The company recently launched its fifth commercial multifamily investment property, a 366-unit multifamily housing complex that was purchased for approximately $235 million, with $100 million in Bitcoin (BTC) added to the fund, Cardone told Cointelegraph.
Real estate’s low volatility, tax benefits, income generation and stable value combined with Bitcoin’s high volatility gives the fund the best of both worlds, allowing it to channel rental income into more BTC purchases, Cardone said. He added:
“The objective is to take that public vehicle and turn it into shares. We believe that real estate and bitcoin combined as a stock, commercial as a public company, is like treasuries of digital assets. But we have a real product, a real asset, real income, real tenants, real customers. We have a free cash flow.”
“This property will make $10 million worth of net operating income per year that we can use to buy more Bitcoin,” he said.
This combination could allow the incorporation of new strategies in real estate investment trusts (REITs), portfolios of physical properties listed on the stock exchange that provide investors with passive exposure to real estate.
Related: Metaplanet’s Bitcoin Earnings Plunge 39% As October Crash Pressures Corporate Treasurers
Most crypto-treasury companies raise funds by issuing corporate debt and equity to finance purchases, but do not have an operating business that generates cash flow.
“If the company is only bitcoin, why should I invest in that company?
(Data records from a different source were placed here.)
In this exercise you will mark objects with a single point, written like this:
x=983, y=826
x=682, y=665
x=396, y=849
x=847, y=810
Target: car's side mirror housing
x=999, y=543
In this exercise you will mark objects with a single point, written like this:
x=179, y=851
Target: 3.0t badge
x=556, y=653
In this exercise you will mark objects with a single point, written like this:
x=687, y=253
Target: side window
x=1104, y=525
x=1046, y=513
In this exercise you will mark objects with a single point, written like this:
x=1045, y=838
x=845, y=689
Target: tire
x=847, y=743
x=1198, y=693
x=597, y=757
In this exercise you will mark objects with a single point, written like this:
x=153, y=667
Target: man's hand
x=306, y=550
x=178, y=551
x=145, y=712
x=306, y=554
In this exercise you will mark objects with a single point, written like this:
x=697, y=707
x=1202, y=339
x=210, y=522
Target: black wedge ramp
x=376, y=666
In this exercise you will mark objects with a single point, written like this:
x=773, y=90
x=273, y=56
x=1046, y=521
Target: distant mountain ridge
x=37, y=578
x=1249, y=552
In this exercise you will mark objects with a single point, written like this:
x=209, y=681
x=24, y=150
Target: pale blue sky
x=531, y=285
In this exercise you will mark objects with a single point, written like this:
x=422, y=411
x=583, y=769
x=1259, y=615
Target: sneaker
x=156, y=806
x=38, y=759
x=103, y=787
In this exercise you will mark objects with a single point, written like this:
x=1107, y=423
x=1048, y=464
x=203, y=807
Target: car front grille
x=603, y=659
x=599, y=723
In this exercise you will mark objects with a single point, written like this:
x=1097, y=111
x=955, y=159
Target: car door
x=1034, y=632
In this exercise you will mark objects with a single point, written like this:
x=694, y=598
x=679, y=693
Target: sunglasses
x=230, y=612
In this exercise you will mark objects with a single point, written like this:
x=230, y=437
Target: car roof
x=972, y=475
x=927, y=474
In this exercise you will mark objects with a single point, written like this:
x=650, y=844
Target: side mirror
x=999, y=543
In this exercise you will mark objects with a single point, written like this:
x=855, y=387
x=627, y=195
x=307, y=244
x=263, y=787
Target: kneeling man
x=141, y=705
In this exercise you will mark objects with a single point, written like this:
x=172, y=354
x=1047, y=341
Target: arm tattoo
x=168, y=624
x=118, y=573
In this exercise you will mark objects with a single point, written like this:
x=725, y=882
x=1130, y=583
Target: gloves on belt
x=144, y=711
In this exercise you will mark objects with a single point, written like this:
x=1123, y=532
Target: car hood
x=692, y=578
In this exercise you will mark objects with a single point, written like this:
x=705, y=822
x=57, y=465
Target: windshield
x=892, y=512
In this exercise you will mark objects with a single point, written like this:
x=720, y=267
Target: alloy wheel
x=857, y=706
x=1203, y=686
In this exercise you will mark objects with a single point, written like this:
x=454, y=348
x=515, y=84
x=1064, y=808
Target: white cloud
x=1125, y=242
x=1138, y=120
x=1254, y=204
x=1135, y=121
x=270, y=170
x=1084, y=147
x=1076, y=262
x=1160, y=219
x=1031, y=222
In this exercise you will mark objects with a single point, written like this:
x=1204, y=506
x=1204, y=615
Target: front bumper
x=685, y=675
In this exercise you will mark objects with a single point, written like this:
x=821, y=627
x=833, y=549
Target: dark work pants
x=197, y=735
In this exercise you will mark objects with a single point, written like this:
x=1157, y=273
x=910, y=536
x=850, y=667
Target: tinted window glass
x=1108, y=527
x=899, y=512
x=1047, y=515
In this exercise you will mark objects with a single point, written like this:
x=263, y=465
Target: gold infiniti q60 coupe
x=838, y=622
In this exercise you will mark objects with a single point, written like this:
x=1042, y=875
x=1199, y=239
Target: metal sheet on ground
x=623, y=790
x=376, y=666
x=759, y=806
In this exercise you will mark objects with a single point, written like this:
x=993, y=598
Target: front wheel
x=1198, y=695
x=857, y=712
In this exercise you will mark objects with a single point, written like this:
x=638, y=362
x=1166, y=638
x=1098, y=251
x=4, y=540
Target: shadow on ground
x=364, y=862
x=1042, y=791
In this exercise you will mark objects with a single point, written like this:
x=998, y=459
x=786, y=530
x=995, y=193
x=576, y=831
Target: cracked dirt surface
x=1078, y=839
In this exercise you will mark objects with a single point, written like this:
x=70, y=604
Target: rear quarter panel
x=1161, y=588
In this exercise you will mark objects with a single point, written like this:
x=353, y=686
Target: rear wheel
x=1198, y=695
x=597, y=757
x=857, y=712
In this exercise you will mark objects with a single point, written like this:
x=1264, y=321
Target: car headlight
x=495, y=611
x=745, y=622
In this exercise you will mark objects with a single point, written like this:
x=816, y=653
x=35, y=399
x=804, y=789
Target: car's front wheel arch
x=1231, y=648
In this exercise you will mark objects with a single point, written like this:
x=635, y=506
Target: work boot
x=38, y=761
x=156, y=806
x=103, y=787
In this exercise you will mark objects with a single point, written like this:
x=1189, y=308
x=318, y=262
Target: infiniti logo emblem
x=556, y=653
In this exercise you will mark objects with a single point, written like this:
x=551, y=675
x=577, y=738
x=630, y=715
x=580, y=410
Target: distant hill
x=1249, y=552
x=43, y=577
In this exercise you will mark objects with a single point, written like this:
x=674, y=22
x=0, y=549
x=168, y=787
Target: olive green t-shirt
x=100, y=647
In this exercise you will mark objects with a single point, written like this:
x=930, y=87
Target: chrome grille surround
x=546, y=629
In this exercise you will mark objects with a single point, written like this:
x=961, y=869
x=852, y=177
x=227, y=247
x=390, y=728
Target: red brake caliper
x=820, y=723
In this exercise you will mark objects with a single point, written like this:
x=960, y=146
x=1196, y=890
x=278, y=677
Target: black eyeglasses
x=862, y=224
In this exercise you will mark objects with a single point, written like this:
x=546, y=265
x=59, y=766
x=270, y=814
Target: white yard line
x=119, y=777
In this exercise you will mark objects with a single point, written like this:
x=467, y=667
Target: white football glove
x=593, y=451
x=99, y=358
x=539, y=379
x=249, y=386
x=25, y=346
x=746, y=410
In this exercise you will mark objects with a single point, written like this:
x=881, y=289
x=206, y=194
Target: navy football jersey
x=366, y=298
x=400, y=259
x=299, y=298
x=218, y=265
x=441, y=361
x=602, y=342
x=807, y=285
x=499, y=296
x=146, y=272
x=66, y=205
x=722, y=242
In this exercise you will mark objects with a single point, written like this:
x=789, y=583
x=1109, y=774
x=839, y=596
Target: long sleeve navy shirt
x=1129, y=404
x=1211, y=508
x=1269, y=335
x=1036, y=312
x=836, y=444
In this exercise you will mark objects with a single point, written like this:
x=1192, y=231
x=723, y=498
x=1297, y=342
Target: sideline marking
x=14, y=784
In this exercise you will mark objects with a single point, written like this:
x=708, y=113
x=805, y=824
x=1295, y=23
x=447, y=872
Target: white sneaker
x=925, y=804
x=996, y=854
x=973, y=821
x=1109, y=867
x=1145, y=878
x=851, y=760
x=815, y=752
Real estate is the best treasury company that you can build because it is not a product that is discretionary – you have to buy housing,” said Cardone.
The lack of operating companies is a reason only a a host of treasury companies will survive the next decline of the crypto market, according to the venture capital company Breed.
Treasury company experienced a large setback in September as the multiple on the net asset value (mNAV), or before the price above the total assets of the assets of a company, collapsed.
When mNAV is above one, these treasury companies can lend more funds to finance purchases, but when mNAV contracts to 1 or less, access to financing dries up.
This can lead to a situation in which overleveraged companies, unable to meet their debt service costs, are either forced to divert their cryptocurrencies on the market to pay the debt – further reducing asset prices – or declare bankruptcy.